Architecture and domain organization of fungal FAS I. Fungal FAS I is an overall D3 symmetric barrel-shaped complex of homohexameric or heterodocameric (α₆β₆) oligomerization. For clarity of the structure representation, the protein is abstracted as a cross-section along the threefold axis. Fatty acid synthesis proceeds in two compartments, each of which is lined by three full sets of catalytic domains. The positioning of a set of domains is indicated for the upper compartment. The domains ketoacyl synthase (KS), ketoacyl reductase (KR), and phosphopantetheine transferase (PPT) comprise the central wheel part, while the other domains, acetyl-transferase (AT), enoyl reductase (ER), dehydratase (DH), and malonyl-palmitoyl-transferase (MPT) make up the dome-like structure. Fungal FAS I can be encoded by a single gene, as in the case of the group of Ustilaginomcetes, or split into two separate genes (FAS1 encoding the β-chain and FAS2 encoding the α-chain) as indicated. A mobile acyl carrier protein (ACP) as a single (n = 1) or duplicated domain (n = 2) spans the inner volume of the compartments, tethered by flexible linkers to the center of the wheel and the wall of the dome (abstracted by gray lines).

Figure 2

Purification and enzymatic properties of R. toruloides FAS I. (a) SDS-PAGE (NuPage Bis-Tris 4–12%, Life Technologies, USA) of purified recombinant FAS I with β-chain (138 kDa) and α-chain (321). A band at about 200 kDa (#) and a band at an apparent molecular weight clearly larger than 500 kDa (*) reflect main impurities. (b) Absorption profile from size exclusion chromatography of R. toruloides FAS I on a Superose 6 10/300 column (GE Healthcare). Linear regression of calibration with standard proteins and S. cerevisiae FAS I is shown in inset. (c) Absorption profile from activity assay of R. toruloides FAS I. Activity at 25°C was monitored by decrease in absorption at 334 nm from consumption of NADPH. (d) HPLC-MS analysis of the R. toruloides FAS I product spectrum. Main products are stearic (m/z = 1032.4) and arachidic acid (m/z = 1060.7); IS, internal standard (isoheptadecanoyl-CoA).

Figure 3

The structure of R. toruloides FAS I. (a) Cryo-EM map at 7.8 Å resolution with the X-ray structure of T. lanuginosus FAS I (pdb codes 2uva, 2uvb) fitted into the map as a rigid body.
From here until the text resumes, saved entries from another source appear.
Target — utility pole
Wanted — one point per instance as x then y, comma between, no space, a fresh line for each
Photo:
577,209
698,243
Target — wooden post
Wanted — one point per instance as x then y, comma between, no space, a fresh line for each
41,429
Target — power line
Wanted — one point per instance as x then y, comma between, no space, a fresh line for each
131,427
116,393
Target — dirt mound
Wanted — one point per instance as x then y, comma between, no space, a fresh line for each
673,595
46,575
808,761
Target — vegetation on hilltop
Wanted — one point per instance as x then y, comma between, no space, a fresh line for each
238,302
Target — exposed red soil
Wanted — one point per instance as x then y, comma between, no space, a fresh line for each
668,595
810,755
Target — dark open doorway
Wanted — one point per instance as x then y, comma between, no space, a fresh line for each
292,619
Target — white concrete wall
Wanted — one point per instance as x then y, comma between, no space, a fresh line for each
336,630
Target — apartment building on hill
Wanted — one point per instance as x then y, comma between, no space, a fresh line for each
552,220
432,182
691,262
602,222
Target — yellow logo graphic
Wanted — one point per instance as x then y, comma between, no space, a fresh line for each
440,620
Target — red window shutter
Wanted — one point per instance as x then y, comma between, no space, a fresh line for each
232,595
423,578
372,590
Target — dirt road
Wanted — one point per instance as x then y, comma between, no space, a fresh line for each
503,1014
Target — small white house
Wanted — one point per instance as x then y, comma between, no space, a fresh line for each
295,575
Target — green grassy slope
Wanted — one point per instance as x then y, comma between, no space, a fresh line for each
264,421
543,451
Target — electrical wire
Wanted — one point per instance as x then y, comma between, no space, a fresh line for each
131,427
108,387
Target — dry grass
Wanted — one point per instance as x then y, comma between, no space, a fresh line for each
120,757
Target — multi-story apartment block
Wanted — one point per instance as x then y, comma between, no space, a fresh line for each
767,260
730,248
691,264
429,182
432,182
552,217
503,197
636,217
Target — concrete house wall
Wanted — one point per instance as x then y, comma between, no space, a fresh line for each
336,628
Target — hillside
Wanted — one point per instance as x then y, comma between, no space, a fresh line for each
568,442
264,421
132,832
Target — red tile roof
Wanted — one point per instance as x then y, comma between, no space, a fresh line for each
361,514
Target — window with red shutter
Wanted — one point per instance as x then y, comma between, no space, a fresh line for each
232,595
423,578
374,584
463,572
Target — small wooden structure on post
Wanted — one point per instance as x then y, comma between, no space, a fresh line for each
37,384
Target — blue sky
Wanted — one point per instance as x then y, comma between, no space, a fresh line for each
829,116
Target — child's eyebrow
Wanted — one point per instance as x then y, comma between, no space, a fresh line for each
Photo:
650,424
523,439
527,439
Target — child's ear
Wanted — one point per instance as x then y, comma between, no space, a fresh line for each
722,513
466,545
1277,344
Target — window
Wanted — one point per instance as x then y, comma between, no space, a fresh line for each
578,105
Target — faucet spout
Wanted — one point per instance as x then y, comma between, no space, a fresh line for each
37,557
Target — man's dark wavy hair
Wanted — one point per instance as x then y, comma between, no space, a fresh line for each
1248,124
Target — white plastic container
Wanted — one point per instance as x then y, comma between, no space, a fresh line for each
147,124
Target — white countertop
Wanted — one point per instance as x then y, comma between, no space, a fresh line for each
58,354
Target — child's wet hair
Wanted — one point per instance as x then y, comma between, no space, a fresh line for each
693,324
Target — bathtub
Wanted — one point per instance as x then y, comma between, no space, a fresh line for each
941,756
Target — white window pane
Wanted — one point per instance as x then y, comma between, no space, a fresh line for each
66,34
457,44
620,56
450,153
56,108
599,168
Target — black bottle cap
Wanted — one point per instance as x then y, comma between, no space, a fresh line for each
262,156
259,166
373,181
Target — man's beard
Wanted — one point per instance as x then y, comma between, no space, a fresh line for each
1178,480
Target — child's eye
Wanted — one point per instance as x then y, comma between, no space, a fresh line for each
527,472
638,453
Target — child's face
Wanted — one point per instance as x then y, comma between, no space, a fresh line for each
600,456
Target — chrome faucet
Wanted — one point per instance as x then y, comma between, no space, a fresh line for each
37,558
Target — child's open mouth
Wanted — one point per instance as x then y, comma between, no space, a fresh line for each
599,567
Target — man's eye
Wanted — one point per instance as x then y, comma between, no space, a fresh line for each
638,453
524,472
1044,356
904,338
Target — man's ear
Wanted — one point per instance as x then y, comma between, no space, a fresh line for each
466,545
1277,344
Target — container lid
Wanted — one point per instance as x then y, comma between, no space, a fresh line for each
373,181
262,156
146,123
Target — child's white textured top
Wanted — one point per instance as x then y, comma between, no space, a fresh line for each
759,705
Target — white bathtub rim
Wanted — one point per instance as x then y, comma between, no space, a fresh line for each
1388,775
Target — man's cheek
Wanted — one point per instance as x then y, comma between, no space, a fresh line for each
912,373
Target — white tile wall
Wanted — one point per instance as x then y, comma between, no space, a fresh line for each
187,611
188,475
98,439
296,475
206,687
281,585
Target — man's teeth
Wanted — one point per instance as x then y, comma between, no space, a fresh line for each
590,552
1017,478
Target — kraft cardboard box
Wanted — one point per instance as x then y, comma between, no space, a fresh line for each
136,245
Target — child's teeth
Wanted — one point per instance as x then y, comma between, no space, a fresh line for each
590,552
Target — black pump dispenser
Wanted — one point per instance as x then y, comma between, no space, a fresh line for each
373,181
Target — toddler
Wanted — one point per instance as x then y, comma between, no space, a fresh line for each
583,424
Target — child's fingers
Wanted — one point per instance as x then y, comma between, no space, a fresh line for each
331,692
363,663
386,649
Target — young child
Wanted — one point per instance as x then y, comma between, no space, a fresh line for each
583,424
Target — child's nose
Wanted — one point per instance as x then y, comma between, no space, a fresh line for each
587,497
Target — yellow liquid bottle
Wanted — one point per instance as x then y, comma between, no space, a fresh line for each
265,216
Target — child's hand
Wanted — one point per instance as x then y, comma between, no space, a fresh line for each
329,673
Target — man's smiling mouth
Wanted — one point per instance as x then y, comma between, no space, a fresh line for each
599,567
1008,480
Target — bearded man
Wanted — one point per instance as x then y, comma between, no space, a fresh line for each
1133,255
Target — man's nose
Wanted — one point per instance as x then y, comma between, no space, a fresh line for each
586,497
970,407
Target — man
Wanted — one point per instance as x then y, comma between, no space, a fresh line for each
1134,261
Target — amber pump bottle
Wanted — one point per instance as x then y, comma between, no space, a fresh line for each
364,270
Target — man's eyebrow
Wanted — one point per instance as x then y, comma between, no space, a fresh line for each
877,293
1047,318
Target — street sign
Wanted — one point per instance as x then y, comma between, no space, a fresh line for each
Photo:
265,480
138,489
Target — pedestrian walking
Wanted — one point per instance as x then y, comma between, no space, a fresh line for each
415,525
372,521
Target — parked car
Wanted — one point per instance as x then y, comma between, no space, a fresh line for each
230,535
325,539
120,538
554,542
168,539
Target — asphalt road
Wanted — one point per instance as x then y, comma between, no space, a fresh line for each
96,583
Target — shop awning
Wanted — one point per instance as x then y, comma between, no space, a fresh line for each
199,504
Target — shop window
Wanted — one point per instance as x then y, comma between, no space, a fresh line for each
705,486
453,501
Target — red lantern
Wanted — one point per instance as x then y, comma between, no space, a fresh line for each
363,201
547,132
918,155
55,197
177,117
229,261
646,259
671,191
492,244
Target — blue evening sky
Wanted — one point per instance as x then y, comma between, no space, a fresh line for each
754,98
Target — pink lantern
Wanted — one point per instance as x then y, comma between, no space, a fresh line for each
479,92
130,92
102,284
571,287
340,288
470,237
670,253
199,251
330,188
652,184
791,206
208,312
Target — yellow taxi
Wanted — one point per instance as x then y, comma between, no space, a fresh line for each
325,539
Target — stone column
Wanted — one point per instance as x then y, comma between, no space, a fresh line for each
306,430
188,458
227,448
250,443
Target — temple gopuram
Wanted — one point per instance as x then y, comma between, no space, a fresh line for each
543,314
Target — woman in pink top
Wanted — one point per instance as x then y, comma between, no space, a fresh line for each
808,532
The protein is shown in side and top view. The polypeptides are colored according to the scheme above (see Fig. 1). Structural elements and the antiparallel β-sheet are highlighted. (b) 3D map and structural model as in (a) with zoom onto the antiparallel β-sheet domain. Domains are labeled. AT (italic letters) is provided from the neighboring polypeptide chain. The splitting site as occurring in R. toruloides FAS I is highlighted by a red circle; the loop connecting the β-sheet with the ER by a gray circle. (c, i) A single α-chain and a single β-chain are extracted from the fungal FAS I (T. lanuginosus FAS I; pdb codes 2uva, 2uvb) and splitting sites as occurring in fungal FAS I types Ascomycota (splitting site within MPT domain), Tremellomycetes (splitting site within 4-helical bundle) and Rhodosporidium (splitting site within antiparallel β-sheet) are indicated. In the highlighted structural elements, the β-chain part is shown in yellow and the α-chain part in dark gray. (ii) Antiparallel β-sheet composed of the β-chain and α-chain of R. toruloides FAS I; model and coloring as in (i); the left figure is roughly in the orientation of the side view in (a). The interface is comprised by formation of a curved β-sheet that interacts with α-helices at the concave face (highlighted by gray background), intertwined hairpin loops (highlighted by dashed circle), and the hairpin loop of α-chain interacting with a globular fold of the ER domain (colored in white). Residue numbers are given for defining borders (T. lanuginosus FAS I numbering).